Tuesday, October 16, 2007

October 16, 1806:

William Pitt Fessenden's Birthday

Salmon P. Chase is remembered as the financial wizard who help the Union pay for its war against the Confederacy, but he wasn't Lincoln's only Secretary of the Treasury. Mainer William Fessenden, born this day in 1806, took over the job when Lincoln appointed Chase to be Chief Justice of the United States in 1864. Near the end of the war, Fessenden returned to the Senate, and in 1868 had a role in the acquittal of President Johnson -- he broke with the Republican Party, which he had helped organize, to do so.



According to the Lincoln Institute, Fessenden "... was chairman of Senate Finance Committee, which had responsibility for raising funds for the Civil War. He held that position before he succeeded Salmon Chase as Secretary of the Treasury on July 1,1864 and returned to it eight months later...
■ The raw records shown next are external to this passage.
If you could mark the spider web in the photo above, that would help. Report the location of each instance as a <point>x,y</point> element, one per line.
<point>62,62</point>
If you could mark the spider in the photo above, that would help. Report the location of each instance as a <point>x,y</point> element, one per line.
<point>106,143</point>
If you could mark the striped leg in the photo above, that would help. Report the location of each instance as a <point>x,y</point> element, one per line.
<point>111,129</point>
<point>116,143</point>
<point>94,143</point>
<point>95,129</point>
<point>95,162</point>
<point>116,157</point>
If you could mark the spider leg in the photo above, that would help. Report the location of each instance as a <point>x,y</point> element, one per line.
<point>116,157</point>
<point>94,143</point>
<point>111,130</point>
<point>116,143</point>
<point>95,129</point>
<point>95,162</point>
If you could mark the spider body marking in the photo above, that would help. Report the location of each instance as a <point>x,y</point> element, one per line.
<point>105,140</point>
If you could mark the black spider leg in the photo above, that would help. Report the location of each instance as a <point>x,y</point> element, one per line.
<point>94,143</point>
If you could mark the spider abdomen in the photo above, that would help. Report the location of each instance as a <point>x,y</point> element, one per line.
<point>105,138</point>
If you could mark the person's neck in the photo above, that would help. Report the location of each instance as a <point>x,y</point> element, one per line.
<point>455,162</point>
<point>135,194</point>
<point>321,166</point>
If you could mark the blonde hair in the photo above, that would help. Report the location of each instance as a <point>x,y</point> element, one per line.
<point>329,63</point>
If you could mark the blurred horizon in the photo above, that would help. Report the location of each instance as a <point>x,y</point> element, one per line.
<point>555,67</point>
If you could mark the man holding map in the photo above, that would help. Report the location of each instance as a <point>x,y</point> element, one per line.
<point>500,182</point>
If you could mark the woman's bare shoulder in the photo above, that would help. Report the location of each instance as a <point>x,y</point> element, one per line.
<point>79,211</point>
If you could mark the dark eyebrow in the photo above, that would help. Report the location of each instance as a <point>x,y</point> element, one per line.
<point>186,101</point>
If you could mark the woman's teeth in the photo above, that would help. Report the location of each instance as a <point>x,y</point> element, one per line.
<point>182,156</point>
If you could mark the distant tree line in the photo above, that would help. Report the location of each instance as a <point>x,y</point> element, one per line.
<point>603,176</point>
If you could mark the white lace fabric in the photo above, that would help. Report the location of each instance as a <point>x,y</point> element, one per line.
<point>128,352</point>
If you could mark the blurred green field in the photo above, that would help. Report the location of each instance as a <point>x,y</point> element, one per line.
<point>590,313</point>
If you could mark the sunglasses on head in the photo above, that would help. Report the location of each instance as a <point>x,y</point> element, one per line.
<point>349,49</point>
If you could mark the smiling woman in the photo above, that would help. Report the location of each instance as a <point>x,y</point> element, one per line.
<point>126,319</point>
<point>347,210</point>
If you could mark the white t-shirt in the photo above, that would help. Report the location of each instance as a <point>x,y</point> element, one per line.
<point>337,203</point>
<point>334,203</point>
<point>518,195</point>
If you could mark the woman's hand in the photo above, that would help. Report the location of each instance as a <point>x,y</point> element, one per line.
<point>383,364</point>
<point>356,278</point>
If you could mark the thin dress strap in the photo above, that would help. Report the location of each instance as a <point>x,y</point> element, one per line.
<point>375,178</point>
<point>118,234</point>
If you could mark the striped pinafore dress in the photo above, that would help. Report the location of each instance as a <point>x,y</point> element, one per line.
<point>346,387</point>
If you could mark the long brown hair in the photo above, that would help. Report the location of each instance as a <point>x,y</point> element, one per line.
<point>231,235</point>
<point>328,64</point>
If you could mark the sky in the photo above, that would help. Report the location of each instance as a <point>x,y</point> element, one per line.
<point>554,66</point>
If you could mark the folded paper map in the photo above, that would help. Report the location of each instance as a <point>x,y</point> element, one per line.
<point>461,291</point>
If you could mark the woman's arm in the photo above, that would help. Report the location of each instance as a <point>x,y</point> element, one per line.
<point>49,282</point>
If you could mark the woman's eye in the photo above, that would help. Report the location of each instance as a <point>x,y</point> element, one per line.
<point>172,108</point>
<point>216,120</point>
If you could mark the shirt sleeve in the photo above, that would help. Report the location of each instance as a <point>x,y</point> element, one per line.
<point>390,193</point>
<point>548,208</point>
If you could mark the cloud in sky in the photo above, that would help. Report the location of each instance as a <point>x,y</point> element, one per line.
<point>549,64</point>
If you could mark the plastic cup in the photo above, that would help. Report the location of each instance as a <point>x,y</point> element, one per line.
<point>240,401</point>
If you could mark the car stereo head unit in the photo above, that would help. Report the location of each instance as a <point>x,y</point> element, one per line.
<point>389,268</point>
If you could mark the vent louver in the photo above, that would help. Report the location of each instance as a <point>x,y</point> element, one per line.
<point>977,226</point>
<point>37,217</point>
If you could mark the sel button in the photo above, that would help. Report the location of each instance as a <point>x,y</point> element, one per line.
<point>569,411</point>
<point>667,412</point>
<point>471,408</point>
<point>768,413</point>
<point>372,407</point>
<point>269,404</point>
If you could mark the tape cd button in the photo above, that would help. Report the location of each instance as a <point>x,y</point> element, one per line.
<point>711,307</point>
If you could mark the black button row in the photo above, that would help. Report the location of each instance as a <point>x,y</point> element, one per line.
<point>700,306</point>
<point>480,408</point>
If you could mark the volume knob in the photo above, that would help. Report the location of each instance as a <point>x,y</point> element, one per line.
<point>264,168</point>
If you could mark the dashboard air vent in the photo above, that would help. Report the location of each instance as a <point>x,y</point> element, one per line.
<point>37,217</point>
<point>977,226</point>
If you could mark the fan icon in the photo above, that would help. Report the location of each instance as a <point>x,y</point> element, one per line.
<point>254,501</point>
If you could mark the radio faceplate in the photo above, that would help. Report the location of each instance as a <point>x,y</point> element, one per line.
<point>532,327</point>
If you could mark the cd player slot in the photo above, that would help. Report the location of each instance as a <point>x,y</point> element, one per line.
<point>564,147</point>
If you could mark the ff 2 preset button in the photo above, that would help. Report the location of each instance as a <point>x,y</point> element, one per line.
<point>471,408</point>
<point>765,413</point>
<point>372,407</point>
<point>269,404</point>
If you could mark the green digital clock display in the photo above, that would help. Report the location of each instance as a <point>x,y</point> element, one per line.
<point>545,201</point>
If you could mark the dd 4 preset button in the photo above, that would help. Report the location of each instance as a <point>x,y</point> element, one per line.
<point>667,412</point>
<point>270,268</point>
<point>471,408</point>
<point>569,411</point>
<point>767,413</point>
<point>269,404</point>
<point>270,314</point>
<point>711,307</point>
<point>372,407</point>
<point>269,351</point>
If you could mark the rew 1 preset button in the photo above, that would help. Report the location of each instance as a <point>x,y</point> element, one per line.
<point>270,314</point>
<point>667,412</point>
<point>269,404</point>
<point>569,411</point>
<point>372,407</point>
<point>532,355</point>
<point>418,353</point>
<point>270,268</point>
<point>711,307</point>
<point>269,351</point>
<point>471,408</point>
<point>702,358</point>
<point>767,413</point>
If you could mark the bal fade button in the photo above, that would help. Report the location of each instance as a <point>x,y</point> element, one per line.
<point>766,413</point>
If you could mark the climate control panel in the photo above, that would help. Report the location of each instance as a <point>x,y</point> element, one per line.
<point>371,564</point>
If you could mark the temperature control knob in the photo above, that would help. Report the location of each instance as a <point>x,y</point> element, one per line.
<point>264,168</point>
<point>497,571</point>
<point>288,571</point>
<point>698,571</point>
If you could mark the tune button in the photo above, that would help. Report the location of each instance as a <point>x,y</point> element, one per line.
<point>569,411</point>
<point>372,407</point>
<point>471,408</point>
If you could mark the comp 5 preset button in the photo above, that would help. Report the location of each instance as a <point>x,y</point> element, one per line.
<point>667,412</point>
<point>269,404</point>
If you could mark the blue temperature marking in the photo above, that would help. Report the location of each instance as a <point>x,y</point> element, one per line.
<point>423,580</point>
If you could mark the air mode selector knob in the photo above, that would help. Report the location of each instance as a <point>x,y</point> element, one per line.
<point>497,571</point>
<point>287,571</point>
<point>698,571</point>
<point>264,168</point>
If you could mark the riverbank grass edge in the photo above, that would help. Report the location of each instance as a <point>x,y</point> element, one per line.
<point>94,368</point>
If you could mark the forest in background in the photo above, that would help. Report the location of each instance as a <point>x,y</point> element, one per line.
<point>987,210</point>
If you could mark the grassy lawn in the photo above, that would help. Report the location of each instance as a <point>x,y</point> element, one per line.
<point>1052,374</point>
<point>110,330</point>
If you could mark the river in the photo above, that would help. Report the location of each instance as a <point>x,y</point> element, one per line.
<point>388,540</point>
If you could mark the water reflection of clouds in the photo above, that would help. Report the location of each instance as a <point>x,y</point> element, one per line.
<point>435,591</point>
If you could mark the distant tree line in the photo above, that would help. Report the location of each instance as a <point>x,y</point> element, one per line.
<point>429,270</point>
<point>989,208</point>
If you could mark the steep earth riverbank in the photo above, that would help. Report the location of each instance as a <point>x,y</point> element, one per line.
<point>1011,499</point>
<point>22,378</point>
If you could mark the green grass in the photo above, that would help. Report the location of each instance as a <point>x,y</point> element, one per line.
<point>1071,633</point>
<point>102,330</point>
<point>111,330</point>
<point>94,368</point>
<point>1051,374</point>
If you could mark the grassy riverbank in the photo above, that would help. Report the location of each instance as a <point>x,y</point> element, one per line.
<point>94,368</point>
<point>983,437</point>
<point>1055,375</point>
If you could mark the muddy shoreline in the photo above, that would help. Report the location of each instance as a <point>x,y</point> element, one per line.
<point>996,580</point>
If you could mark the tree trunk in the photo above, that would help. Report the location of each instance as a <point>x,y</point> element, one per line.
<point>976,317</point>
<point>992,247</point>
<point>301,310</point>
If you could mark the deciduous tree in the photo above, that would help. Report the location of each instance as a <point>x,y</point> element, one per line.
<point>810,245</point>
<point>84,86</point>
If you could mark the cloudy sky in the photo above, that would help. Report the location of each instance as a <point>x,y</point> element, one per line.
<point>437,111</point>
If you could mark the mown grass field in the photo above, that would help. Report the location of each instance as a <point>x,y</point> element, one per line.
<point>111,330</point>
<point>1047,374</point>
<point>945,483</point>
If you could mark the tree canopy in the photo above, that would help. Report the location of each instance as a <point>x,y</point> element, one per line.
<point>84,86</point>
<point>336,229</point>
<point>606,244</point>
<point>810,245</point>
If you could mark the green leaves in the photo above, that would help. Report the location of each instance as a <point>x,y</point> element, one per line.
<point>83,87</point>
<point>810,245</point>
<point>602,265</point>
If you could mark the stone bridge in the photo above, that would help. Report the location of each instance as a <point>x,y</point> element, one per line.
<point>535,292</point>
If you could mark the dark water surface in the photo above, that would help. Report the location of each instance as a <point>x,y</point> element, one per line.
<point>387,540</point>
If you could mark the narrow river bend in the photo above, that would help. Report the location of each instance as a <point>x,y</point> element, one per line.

"Quick action was needed to replace Chase in July 1864 and Lincoln's first choice from Ohio wisely declined the nomination. Ohio Governor John Brough met with President Lincoln the night of the Chase resignation and was told by President Lincoln that 'this is the third time he has thrown this resignation at me, and I do not think I am called on to continue to beg him to take it back, especially when the country would not go to destruction in consequence.' Over the next two days, Brough met several times with President Lincoln and finally urged him to appoint Fessenden. 'He will not accept,' said the President, to which Brough responded: 'The public will compel him to.'


"Fessenden himself did seek to turn down the appointment but the President persuaded him to accept -- and had the Senate confirm him while Fessenden was still at the White House. Lincoln valued his prickly integrity and told Fessenden: 'Fessenden, the Lord has not deserted me thus far, and He is not going to now --you must accept!'


"Fessenden served until March 1865 when he returned to Senate (rather than allow outgoing Vice President Hannibal Hamlin to get the seat)... Upon his return to Congress, Fessenden became chairman of Joint Committee on Reconstruction. He was one of a handful of Republicans who voted against removal of President Andrew Johnson, thus earning him the enmity of Radical Republicans with whom he had once been identified."